Pathological grading of HCC
The pathological grade is one of the vital factors affecting intrahepatic tumors recurrence, that is, high-grade tumors are associated with a high intrahepatic recurrence rate[34,35]. The management of HCC varies with different pathological grades, and patients with higher intrahepatic recurrence rates require special treatments for surgery and follow-up compared with the lower-risk patients[6,36]. Thus, accurate prediction of HCC pathological grade might promote clinical decision-making and formulation of the most appropriate treatment plan.
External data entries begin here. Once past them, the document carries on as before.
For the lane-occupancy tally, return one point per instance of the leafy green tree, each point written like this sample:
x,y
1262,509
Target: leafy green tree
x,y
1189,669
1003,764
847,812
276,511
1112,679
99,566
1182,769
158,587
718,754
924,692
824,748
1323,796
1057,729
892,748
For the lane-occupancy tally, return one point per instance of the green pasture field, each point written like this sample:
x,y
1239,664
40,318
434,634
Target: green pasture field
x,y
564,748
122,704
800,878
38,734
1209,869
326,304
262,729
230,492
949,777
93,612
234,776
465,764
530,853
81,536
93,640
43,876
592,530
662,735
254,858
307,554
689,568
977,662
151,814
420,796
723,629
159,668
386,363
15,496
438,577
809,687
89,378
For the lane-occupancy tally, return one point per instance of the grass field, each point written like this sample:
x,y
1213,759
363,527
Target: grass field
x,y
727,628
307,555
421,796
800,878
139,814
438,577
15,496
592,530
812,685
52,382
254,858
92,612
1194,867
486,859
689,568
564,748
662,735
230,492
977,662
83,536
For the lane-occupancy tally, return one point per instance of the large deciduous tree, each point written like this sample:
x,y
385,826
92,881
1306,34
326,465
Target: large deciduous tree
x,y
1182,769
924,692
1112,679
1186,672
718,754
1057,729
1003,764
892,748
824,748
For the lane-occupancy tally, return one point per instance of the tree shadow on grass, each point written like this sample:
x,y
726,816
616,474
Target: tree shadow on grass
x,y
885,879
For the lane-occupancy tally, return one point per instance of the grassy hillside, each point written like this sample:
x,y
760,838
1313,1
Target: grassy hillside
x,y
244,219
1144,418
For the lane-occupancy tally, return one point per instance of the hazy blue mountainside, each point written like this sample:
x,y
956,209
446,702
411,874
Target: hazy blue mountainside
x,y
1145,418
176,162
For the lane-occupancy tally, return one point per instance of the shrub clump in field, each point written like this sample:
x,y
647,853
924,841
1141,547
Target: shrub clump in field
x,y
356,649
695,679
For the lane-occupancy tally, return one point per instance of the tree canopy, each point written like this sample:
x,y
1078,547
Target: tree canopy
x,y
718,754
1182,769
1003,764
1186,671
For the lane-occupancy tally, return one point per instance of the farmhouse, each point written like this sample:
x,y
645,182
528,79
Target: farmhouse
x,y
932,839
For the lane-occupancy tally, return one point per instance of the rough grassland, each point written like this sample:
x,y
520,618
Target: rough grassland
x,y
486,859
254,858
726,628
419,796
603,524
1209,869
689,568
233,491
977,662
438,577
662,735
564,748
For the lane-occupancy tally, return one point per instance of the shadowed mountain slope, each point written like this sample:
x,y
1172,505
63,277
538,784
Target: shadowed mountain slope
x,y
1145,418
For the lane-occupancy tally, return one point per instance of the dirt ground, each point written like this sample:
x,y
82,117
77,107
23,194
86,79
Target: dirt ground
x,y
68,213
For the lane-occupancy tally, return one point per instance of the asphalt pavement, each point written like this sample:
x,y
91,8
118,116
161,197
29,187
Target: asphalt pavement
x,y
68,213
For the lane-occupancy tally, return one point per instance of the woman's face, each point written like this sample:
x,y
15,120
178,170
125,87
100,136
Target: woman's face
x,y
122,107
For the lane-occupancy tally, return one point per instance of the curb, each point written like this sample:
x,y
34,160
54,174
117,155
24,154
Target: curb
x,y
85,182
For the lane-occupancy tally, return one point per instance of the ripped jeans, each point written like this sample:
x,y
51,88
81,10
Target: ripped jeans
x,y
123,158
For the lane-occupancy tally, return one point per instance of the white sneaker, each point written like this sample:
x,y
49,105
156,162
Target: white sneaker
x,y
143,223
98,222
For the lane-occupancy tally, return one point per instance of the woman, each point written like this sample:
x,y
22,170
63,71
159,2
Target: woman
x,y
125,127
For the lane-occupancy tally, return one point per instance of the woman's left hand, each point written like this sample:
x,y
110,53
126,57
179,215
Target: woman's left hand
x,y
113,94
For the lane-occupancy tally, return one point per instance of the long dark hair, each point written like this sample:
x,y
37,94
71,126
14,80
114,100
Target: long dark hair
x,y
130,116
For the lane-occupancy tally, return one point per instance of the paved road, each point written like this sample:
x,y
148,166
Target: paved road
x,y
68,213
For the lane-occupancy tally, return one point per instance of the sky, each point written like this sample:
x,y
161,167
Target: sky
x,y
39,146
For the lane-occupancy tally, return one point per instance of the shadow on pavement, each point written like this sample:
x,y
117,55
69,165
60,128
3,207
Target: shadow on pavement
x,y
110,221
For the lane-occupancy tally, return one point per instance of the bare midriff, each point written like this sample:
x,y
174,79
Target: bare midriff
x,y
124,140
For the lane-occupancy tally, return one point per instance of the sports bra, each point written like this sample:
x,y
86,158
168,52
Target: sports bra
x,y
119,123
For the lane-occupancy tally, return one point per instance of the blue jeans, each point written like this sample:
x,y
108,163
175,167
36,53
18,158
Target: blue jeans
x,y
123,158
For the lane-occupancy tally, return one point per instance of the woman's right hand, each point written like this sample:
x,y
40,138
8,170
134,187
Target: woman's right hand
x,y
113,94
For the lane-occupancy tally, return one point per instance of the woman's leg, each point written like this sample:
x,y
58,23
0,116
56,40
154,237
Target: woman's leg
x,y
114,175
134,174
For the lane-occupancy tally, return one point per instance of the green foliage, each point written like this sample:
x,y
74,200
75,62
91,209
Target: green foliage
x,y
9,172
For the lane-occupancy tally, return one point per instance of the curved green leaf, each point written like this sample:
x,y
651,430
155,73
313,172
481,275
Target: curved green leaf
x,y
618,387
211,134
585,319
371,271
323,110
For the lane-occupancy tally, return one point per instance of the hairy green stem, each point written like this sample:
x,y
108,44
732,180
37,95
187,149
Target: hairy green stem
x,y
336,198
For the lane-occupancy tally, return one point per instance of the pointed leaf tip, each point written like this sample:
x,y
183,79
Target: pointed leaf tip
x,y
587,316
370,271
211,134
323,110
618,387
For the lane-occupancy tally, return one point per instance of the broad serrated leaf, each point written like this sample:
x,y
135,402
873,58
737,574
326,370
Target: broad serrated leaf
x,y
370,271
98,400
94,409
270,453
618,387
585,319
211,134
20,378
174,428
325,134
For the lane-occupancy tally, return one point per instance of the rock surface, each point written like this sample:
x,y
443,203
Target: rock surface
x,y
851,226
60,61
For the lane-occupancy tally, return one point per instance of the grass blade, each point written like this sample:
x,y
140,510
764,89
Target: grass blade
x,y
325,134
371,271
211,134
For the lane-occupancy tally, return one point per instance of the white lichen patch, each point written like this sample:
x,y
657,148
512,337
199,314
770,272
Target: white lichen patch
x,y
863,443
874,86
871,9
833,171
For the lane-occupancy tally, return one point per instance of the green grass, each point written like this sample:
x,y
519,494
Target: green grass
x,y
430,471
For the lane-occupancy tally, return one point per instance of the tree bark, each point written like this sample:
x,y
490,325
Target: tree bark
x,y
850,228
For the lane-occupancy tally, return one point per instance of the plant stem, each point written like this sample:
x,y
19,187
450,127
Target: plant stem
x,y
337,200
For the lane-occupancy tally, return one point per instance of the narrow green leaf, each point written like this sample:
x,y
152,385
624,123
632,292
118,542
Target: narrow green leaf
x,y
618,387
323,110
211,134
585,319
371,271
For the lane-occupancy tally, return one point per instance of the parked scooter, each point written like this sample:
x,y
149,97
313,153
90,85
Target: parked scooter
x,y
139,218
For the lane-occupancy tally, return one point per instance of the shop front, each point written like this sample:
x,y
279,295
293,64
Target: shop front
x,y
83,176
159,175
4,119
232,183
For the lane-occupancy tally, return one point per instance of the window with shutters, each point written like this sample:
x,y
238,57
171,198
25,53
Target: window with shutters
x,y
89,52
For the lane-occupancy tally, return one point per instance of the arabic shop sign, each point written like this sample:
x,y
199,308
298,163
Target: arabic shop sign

Wu et al built radiomics signatures on the basis of T1-weighted imaging (T1WI) and T2WI generated in LASSO, and assessed the predicted values of radiomics, clinical factors, and the combined models. The results showed that there were significant differences in categorization of high- and low-grade HCCs in MRI-based radiomics signatures (P < 0.05). The predictive value of the radiomics signature model outperformed the clinical factors-based model (AUC: 0.74 vs 0.60, respectively), whereas the combined model incorporating both achieved the best performance with an AUC of 0.80 [95% confidence interval (CI): 0.65-0.90]. Another similar study by Mao et al aimed to predict the pathological grades of HCC preoperatively based on contrast-enhanced CT (CECT)-derived radiomics signatures. They established models using shape, first-order, second order, and higher-order features extracted from arterial phase (AP)- and venous phase-CECT images via recursive feature elimination and eXtreme Gradient Boosting (XGBoost). They also found that combining radiomics signatures with clinical factors significantly improved the prediction performance at an AUC of 0.8014 (95%CI: 0.6899-0.9129). It can be known that radiomics is a powerful tool for predicting the pathological grade of HCC closely related to the follow-up management, as well as extending the predictive value of clinical factors.
Aggressiveness evaluation of HCC
The aggressive tumor behavior is strongly linked to the prognosis of HCC patients. Microvascular invasion (MVI), defined as tumor cell nest in vessels lined with the endothelium that can only be determined on the postoperative histologic examination, is one of the crucial independent predictors of early recurrence (ER) of HCC patients after surgical treatment[39-41]. So, it is of remarkable importance to accurately evaluate and predict the MVI of HCC preoperatively, so as to ensure and improve the prognosis of patients. Since Bakr et al pointed out the potential of a CT-based radiomics signature as a surrogate for MVI in HCC (AUC: 0.76, 95%CI: 0.58-0.94) though in a small cohort, various researchers have explored an underlying association focusing on this field. Xu et al developed a CT-based radiomics model integrating large-scale clinical factors and imaging features to predict the MVI and outcomes in surgically resected patients with HCC. The approach demonstrated good performance with an AUC of 0.909 in the training/validation set and 0.889 in the test set. A radiomics nomogram based on CECT established by Ma et al showed that portal venous phase (PVP) radiomics signatures exhibited better performance to predict MVI than AP and delay phase (DP) (AUC in validation sets: 0.793 vs 0.684 and 0.490, respectively). Another study performed in two independent centers by Zhang et al shared the same goal as those above, constructing CECT-based radiomics signatures in a LASSO algorithm and multivariable logistic regression. Enrolled patients from institution 1 were divided into the training and the test set, and patients from institution 2 served as an independent validation set, of which the AUC of MVI status predictions were 0.780, 0.776, and 0.743, respectively, and the AUC of the final MVI risk classifier-integrated clinical stage reached 0.783, 0.778, and 0.740, respectively.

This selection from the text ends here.